MDM from Scratch

Minimal PyTorch re-implementation of "Human Motion Diffusion Model" (Tevet et al., ICLR 2023), built from scratch for learning purposes.

The full official implementation is at GuyTevet/motion-diffusion-model.

Demo

Action 3 (jump), trained on HumanAct12Poses for 30,000 epochs on a single RTX 2080 Ti.

What Is This?

MDM generates human motion sequences (e.g., a person walks forward) using a diffusion model — a generative approach that learns to reverse a process which gradually corrupts data with noise.

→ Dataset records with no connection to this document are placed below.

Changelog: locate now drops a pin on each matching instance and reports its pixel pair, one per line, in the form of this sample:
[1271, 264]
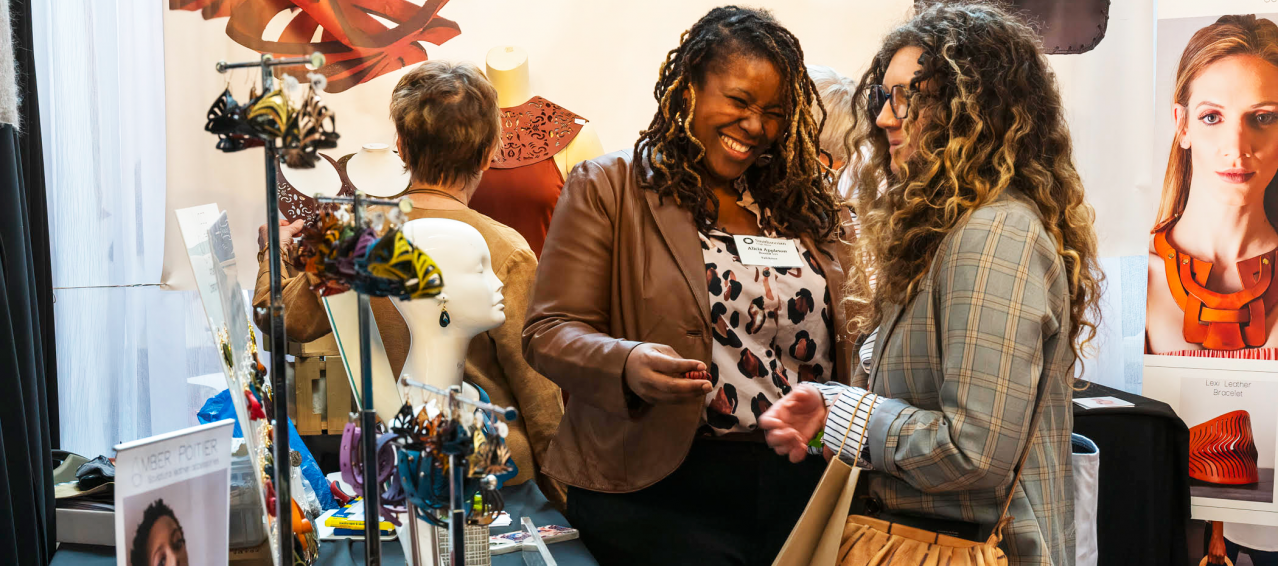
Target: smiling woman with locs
[669, 341]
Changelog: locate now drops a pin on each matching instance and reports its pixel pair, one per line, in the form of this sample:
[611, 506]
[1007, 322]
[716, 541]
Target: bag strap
[1020, 464]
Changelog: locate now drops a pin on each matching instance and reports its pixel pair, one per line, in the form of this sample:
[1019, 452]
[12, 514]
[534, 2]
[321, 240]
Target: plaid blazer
[960, 367]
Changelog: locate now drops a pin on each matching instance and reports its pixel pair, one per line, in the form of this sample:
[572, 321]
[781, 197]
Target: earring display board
[1212, 307]
[212, 258]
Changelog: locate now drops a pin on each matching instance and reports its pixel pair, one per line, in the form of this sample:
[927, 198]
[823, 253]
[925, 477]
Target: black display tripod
[279, 369]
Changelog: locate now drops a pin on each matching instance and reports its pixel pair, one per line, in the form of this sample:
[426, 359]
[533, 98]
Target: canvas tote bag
[826, 535]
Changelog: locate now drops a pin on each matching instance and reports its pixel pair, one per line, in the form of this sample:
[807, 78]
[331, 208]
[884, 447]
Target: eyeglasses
[899, 95]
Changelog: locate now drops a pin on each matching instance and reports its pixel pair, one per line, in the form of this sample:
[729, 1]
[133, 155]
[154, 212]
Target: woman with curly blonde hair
[985, 263]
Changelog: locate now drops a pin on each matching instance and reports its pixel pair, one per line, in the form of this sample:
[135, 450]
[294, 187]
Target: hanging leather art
[358, 47]
[1223, 450]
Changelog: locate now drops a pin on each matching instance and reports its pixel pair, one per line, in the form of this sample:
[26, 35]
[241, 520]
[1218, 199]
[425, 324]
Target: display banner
[173, 497]
[1210, 337]
[206, 234]
[597, 59]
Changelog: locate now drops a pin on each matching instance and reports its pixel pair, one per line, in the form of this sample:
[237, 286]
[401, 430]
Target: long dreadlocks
[794, 183]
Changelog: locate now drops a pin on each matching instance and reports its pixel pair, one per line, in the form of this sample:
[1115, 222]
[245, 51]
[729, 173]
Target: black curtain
[27, 362]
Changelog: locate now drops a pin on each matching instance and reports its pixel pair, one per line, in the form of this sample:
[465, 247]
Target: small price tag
[769, 252]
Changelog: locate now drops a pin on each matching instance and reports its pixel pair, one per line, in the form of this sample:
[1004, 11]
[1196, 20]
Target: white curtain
[125, 346]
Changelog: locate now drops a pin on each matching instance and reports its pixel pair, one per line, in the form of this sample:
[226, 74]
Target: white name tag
[769, 252]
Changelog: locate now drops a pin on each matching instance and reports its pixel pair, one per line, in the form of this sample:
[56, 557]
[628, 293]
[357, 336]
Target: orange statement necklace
[1219, 321]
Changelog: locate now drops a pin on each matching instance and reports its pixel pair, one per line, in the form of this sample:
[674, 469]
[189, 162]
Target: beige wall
[600, 59]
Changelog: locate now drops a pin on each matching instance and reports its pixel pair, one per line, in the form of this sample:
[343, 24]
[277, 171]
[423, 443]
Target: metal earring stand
[456, 474]
[367, 417]
[279, 377]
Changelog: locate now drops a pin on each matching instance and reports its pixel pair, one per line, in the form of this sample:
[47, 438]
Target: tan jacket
[620, 268]
[493, 360]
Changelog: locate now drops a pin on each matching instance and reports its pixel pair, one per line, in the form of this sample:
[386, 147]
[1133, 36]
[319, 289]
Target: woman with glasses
[985, 285]
[684, 289]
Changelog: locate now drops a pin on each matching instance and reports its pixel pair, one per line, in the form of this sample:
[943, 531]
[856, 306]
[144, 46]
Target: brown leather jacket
[620, 268]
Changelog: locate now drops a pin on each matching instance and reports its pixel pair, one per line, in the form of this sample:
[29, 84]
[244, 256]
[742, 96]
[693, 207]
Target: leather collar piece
[1219, 321]
[534, 130]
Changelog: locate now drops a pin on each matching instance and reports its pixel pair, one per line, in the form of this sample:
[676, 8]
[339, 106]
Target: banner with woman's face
[1212, 308]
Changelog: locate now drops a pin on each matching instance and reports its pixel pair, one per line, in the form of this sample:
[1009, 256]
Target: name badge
[768, 252]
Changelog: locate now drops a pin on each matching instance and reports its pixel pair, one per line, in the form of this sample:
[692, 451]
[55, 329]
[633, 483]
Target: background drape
[27, 371]
[127, 346]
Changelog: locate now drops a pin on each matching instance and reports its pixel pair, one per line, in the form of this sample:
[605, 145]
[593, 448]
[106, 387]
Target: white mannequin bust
[321, 179]
[377, 170]
[437, 353]
[508, 72]
[472, 295]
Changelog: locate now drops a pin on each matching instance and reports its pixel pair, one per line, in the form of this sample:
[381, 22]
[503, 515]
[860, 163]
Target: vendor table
[523, 500]
[1144, 495]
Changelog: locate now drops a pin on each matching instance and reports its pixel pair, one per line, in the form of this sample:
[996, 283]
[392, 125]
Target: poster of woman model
[1212, 308]
[173, 498]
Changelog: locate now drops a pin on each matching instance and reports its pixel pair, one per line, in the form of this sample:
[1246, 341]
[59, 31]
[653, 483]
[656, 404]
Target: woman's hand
[794, 420]
[286, 233]
[654, 373]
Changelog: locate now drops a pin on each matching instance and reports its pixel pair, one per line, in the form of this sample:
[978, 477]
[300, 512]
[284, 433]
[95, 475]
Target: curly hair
[993, 122]
[155, 511]
[795, 184]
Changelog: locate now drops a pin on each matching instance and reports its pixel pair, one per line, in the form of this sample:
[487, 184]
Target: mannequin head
[376, 170]
[508, 70]
[472, 291]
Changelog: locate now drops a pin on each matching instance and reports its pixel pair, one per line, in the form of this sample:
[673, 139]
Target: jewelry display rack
[279, 376]
[367, 417]
[456, 475]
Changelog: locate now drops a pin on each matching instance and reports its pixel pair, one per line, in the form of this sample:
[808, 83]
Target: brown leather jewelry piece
[534, 130]
[1219, 321]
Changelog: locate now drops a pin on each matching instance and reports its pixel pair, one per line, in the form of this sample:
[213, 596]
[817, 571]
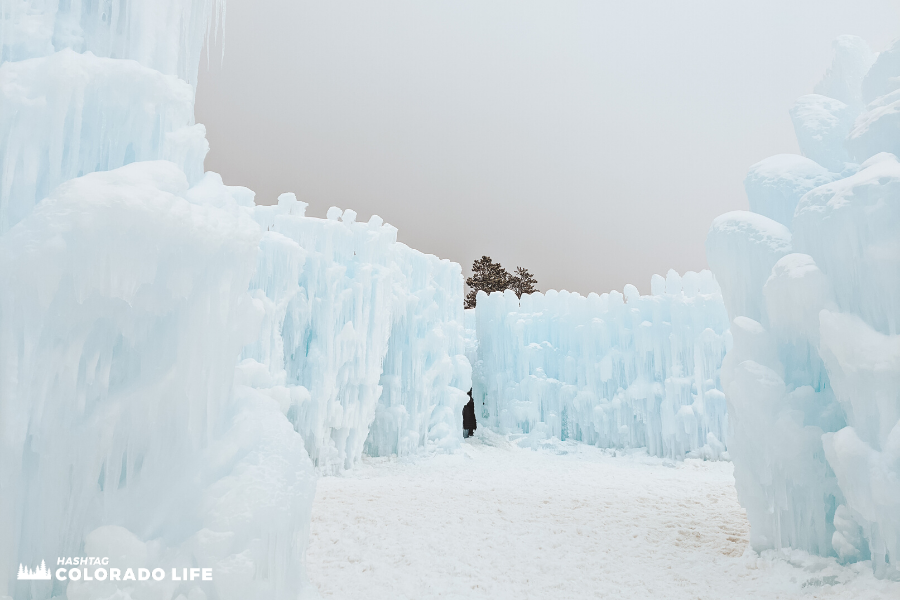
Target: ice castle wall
[813, 377]
[123, 305]
[363, 335]
[91, 86]
[614, 371]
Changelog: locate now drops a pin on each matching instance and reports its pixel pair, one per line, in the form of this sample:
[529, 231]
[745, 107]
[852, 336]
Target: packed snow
[811, 280]
[180, 366]
[588, 523]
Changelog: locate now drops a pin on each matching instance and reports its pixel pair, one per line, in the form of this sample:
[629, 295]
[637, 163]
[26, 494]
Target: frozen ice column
[614, 370]
[811, 380]
[363, 336]
[91, 86]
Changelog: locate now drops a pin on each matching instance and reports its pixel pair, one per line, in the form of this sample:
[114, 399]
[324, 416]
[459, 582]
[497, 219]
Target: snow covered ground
[565, 521]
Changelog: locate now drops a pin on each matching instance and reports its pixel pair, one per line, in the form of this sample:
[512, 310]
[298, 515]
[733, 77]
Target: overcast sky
[590, 142]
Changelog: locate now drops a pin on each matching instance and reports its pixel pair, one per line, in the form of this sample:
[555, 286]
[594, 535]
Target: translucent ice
[364, 334]
[813, 376]
[641, 373]
[124, 305]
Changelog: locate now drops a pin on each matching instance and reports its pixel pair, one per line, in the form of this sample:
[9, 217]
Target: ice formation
[613, 370]
[363, 336]
[175, 362]
[811, 280]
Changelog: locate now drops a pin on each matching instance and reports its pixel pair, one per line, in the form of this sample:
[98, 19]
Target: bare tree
[487, 276]
[522, 282]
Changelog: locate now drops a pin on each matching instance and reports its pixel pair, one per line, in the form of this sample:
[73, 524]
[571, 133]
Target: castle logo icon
[41, 573]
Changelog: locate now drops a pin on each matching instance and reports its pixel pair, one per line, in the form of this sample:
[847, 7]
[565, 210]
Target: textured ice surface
[613, 370]
[164, 35]
[813, 377]
[358, 327]
[124, 305]
[68, 114]
[775, 184]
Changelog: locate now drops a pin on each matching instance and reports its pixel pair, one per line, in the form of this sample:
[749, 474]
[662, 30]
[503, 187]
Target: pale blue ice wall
[811, 279]
[124, 304]
[363, 336]
[614, 371]
[90, 86]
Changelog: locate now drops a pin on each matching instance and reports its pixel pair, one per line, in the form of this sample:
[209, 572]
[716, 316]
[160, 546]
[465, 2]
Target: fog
[590, 142]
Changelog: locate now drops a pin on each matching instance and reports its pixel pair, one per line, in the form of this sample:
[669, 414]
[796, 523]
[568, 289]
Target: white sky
[591, 142]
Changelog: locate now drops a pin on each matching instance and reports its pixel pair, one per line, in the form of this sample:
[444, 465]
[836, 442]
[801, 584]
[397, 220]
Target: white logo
[41, 573]
[79, 571]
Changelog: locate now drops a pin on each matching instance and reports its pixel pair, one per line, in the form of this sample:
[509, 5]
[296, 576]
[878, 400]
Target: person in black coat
[469, 423]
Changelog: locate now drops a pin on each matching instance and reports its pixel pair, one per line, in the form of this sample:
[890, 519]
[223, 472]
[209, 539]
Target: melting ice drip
[41, 573]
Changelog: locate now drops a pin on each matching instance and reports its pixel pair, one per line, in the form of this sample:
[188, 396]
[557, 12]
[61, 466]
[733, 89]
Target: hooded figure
[469, 424]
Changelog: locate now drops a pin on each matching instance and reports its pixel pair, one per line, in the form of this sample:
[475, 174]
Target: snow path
[565, 521]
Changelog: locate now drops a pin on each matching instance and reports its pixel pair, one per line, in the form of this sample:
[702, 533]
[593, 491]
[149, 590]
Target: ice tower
[615, 371]
[811, 279]
[176, 362]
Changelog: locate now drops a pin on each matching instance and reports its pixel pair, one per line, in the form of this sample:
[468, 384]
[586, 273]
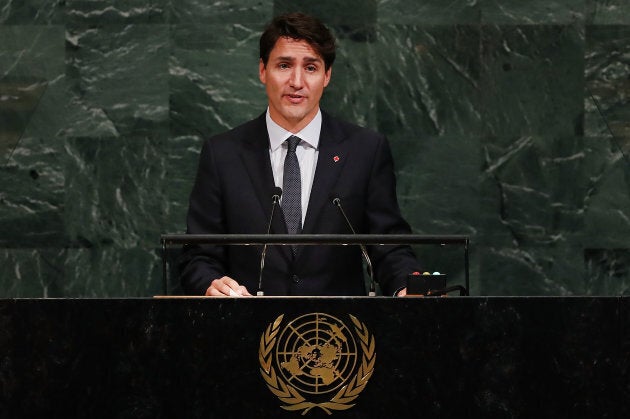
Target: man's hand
[226, 286]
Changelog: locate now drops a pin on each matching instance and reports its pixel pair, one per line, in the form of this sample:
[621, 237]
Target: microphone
[277, 193]
[337, 202]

This repository is a minimal, from-scratch implementation that isolates the core mechanics: the noise scheduler, the Transformer-based denoising model, and the training loop. It intentionally omits CLIP/BERT text encoding, real datasets, and evaluation pipelines so the essential ideas stay readable.

Architecture

The three components and how they connect:

graph LR
    PE["PositionalEncoding\n(model.py)"]
    MDM["MDM\n(model.py)"]
    NS["NoiseScheduler\n(scheduler.py)"]
    TS["train_step()\n(train_step.py)"]

    PE --> MDM
    TS -->|"① add_noise(x₀, ε, t) → x_t"| NS
    NS -->|"x_t"| TS
    TS -->|"② forward(x_t, t, action) → pred_x₀"| MDM
    MDM -->|"pred_x₀"| TS

Data flow — one training step

graph LR
    x0["x₀ · Clean motion\n[B, F, J×3]"]
    eps["ε ~ N(0, I)\n[B, F, J×3]"]
    xt["x_t · Noisy motion\n[B, F, J×3]"]
    pred["pred_x₀\n[B, F, J×3]"]
    loss["MSE Loss"]
    optim["Adam update"]

    x0 --> xt
    eps --> xt
    xt -->|"MDM.forward"| pred
    pred --> loss
    x0 -->|"target"| loss
    loss --> optim
    optim -->|"∇θ"| pred

Inside `MDM.forward()`

action_class ──► Embedding          ──► [B, 1, 512] ─┐
t            ──► Linear → SiLU → Linear ──► [B, 1, 512] ─┤ torch.cat ──► [B, F+2, 512]
x_t          ──► Linear             ──► [B, F, 512] ─┘
                                                         │
                                              PositionalEncoding
                                                         │
                                         TransformerEncoder (8 layers)
                                                         │
                              remove first 2 tokens  ──► [B, F, 512]
                                                         │
                                              Linear  ──► [B, F, J×3]

Theory in Brief

MDM is built on DDPM. The forward process adds Gaussian noise to clean motion $x_0$ step by step. In closed form, the noisy motion at any timestep $t$ can be sampled directly:

$$x_t = \sqrt{\bar{\alpha}_t}, x_0 + \sqrt{1 - \bar{\alpha}_t}, \varepsilon, \quad \varepsilon \sim \mathcal{N}(0, \mathbf{I})$$

where $\bar{\alpha}t = \prod{s=1}^{t}(1 - \beta_s)$ and $\beta_s$ follows a linear schedule from $0.0001$ to $0.02$ over 1000 steps.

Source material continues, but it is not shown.